俺は必死に逃げて部屋に閉じこもってたんだがよ?寝ちまうとあいつが夢に出てきて何度も俺を殺すんだ...嫌な空気が部屋の中にずっとあって生きている気がしなかった....
章太を操ってんのはお前かと...だから来たんだが...そうかお前もなのか....もう...俺は死ぬしかねぇのかなぁ...ううう...」
依奈は何か声をかけようとするが、言葉が見つからなかった。
依奈が戸惑っていると、静華はドカドカと依奈の隣まで踏み込み、冷たい目で清都を見下す。
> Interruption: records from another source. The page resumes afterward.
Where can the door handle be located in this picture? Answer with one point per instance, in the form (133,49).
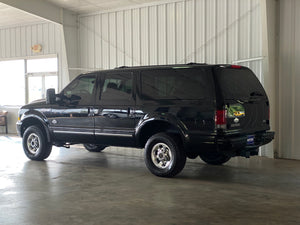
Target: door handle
(130,112)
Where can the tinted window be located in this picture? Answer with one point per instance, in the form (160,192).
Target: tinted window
(238,83)
(182,83)
(81,90)
(117,87)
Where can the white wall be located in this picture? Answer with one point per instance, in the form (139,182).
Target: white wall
(289,79)
(210,31)
(16,42)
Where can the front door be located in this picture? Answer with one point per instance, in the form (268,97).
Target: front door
(72,117)
(114,109)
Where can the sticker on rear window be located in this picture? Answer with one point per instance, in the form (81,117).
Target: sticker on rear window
(235,110)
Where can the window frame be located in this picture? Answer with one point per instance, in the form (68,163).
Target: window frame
(95,91)
(101,80)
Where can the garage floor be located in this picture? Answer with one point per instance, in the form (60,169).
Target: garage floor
(74,186)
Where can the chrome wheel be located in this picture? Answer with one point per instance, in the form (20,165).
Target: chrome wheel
(33,143)
(161,156)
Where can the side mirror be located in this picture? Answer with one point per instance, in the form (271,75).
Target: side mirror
(50,96)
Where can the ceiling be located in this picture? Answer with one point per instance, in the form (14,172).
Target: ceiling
(89,6)
(10,16)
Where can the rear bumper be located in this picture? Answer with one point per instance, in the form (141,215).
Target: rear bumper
(259,139)
(231,143)
(18,126)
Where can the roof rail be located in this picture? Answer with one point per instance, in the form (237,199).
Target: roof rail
(193,63)
(121,67)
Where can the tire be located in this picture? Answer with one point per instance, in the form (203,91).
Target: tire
(35,144)
(214,157)
(164,157)
(94,148)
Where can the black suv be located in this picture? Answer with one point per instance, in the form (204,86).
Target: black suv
(173,111)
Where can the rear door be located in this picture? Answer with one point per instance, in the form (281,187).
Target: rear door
(115,109)
(71,119)
(244,99)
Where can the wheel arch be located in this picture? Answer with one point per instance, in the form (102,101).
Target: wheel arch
(153,126)
(35,121)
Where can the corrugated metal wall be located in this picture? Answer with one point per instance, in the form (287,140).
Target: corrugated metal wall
(289,79)
(16,42)
(211,31)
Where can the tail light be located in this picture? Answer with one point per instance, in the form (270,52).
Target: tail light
(236,66)
(221,119)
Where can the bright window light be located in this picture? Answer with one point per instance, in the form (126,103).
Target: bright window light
(12,89)
(42,65)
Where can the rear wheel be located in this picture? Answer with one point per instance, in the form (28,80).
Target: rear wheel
(94,148)
(214,157)
(164,157)
(35,144)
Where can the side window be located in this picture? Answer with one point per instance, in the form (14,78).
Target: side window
(181,83)
(81,90)
(117,87)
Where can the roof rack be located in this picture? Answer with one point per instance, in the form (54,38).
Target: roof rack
(193,63)
(121,67)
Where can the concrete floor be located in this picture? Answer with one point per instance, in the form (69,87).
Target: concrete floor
(74,186)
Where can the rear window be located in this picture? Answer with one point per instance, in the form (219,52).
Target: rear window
(177,83)
(238,83)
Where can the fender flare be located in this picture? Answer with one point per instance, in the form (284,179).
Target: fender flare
(37,116)
(168,119)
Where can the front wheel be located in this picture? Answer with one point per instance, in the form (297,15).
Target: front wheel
(35,144)
(214,157)
(94,148)
(164,157)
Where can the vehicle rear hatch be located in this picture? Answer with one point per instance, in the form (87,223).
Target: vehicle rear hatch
(243,100)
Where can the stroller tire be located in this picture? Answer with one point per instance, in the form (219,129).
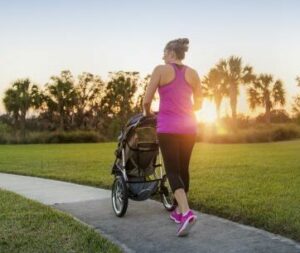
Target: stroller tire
(167,198)
(119,196)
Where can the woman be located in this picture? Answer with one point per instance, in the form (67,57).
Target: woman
(176,123)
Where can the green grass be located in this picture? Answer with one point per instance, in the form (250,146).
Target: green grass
(27,226)
(255,184)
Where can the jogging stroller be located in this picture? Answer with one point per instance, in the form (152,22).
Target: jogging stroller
(138,168)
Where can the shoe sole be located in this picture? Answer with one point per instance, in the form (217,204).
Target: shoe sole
(187,227)
(173,219)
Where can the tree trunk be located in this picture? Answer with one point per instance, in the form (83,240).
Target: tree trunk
(23,119)
(218,101)
(233,101)
(268,112)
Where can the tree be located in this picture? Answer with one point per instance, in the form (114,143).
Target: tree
(19,99)
(215,87)
(60,96)
(234,75)
(90,91)
(118,103)
(296,104)
(267,93)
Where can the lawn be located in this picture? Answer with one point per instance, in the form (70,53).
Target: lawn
(27,226)
(255,184)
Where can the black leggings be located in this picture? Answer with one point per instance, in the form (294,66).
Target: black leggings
(176,151)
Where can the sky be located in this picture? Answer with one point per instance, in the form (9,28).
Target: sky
(38,39)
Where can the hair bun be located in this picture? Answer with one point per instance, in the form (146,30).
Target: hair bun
(185,43)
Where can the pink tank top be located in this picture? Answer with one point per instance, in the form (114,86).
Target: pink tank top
(176,114)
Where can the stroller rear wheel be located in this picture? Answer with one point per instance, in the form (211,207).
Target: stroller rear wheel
(119,196)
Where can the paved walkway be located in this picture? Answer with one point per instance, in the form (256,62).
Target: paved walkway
(146,227)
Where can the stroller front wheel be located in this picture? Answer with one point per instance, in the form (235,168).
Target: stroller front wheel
(119,196)
(166,195)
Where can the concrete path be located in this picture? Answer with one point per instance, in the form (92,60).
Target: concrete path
(146,226)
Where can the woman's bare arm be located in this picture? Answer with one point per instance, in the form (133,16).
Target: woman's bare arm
(150,90)
(197,91)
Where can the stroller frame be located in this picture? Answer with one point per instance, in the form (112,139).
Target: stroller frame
(124,187)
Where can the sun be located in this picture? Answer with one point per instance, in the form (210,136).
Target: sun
(207,113)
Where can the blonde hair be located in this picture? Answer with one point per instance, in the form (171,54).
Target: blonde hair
(179,47)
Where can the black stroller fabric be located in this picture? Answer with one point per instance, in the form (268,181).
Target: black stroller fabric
(140,143)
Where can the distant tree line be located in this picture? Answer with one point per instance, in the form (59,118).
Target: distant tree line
(88,103)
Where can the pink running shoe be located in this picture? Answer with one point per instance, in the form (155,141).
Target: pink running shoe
(187,222)
(176,216)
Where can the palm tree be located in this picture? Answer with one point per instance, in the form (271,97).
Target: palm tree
(89,90)
(19,99)
(60,96)
(298,80)
(267,93)
(296,104)
(215,87)
(234,75)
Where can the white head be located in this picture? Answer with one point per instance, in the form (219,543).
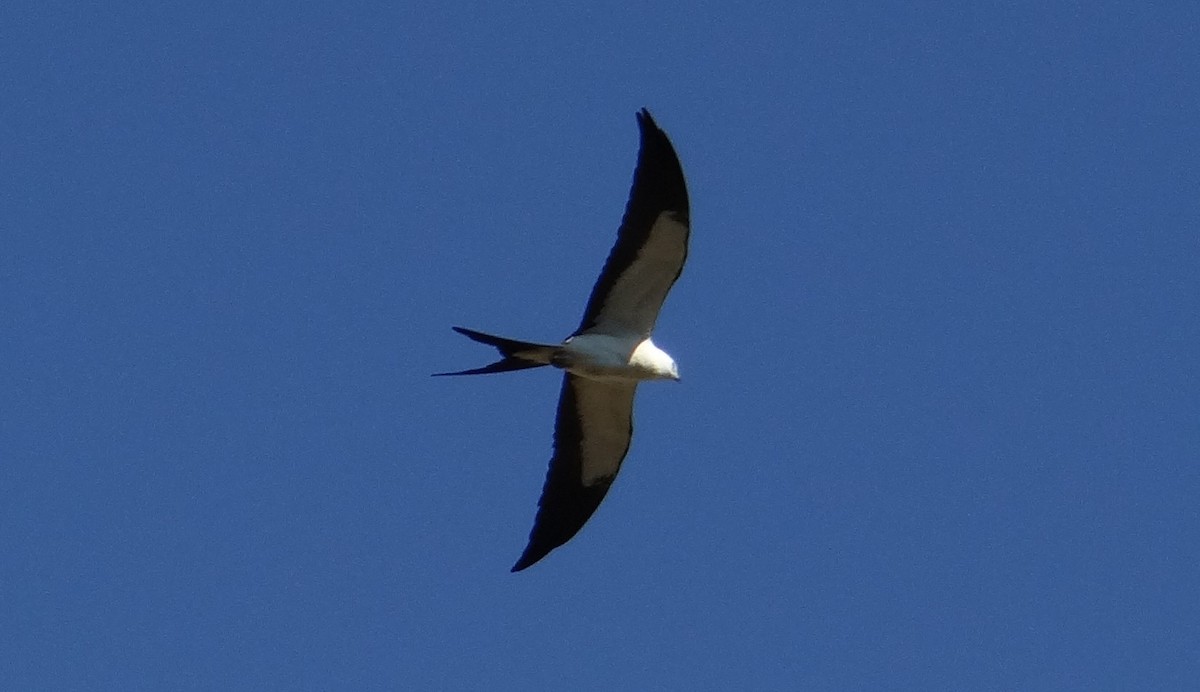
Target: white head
(654,361)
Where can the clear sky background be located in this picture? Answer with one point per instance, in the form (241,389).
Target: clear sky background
(939,426)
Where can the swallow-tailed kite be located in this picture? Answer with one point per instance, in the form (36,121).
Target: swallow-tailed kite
(611,351)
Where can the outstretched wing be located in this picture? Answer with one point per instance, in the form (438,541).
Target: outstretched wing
(592,433)
(652,244)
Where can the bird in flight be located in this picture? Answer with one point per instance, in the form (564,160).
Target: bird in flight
(611,351)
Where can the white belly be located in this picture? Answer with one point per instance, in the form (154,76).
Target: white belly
(611,357)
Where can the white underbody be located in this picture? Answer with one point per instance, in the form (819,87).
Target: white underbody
(599,356)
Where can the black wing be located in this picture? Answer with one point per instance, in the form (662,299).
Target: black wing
(652,242)
(592,433)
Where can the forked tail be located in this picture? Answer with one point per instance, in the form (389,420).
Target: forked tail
(517,355)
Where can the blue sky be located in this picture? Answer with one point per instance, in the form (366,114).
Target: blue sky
(939,426)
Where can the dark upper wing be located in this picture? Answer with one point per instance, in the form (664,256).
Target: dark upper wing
(652,244)
(592,433)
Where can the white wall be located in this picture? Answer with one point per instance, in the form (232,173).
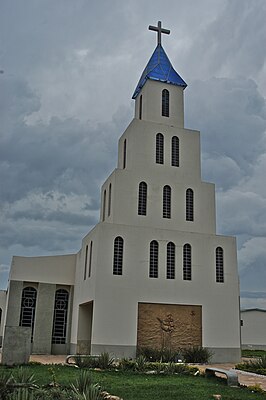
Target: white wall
(116,297)
(48,269)
(253,331)
(3,297)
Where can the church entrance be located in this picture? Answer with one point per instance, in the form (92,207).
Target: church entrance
(169,326)
(84,328)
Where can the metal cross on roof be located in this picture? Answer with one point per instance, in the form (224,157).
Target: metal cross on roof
(159,31)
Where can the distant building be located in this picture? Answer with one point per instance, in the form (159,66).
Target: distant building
(253,329)
(153,272)
(2,311)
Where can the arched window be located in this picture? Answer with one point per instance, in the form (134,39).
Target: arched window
(159,148)
(219,265)
(187,262)
(27,309)
(166,202)
(154,253)
(140,107)
(189,205)
(109,199)
(142,205)
(104,204)
(90,259)
(175,151)
(170,261)
(118,256)
(60,316)
(165,103)
(125,154)
(86,262)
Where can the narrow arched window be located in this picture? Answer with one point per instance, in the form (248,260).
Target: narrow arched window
(187,262)
(125,154)
(175,151)
(140,107)
(90,259)
(165,103)
(189,205)
(142,204)
(109,199)
(104,204)
(27,309)
(118,256)
(170,261)
(166,202)
(219,265)
(154,253)
(159,148)
(60,316)
(85,263)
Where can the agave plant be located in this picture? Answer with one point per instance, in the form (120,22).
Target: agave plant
(93,392)
(140,363)
(6,380)
(105,361)
(21,394)
(82,382)
(24,376)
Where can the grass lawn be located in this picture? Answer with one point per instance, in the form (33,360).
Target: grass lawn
(138,386)
(253,353)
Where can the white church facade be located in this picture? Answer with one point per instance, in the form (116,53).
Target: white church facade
(153,272)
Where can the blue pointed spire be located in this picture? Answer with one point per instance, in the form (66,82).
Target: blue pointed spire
(159,68)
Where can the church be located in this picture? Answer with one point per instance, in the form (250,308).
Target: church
(153,272)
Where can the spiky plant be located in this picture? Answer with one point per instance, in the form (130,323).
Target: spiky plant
(93,392)
(82,382)
(22,375)
(21,394)
(105,361)
(140,363)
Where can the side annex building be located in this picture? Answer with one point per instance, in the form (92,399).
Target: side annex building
(153,272)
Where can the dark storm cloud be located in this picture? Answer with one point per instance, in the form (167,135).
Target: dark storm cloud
(232,118)
(70,69)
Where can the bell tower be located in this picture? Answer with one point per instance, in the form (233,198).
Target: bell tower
(159,92)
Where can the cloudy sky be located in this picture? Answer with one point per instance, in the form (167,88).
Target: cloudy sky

「依奈...本当にこの情けないドクズを助ける気?私があなたの立場だったら即効見捨てるけどね。」
静華の言葉を聞いた清都は、バッと顔を上げて目を光らせた。涙や鼻水で顔をグシャグシャにしながら、希望の火がついたような印象の表情。
「あ、あるのか!?助かる道が!教えてくれ!頼む!!!」
清都はそう言って勢いよく頭を再び下げた。静華は依奈へと目線を向け、「どうすんの?こいつ」と目で訴えかけた。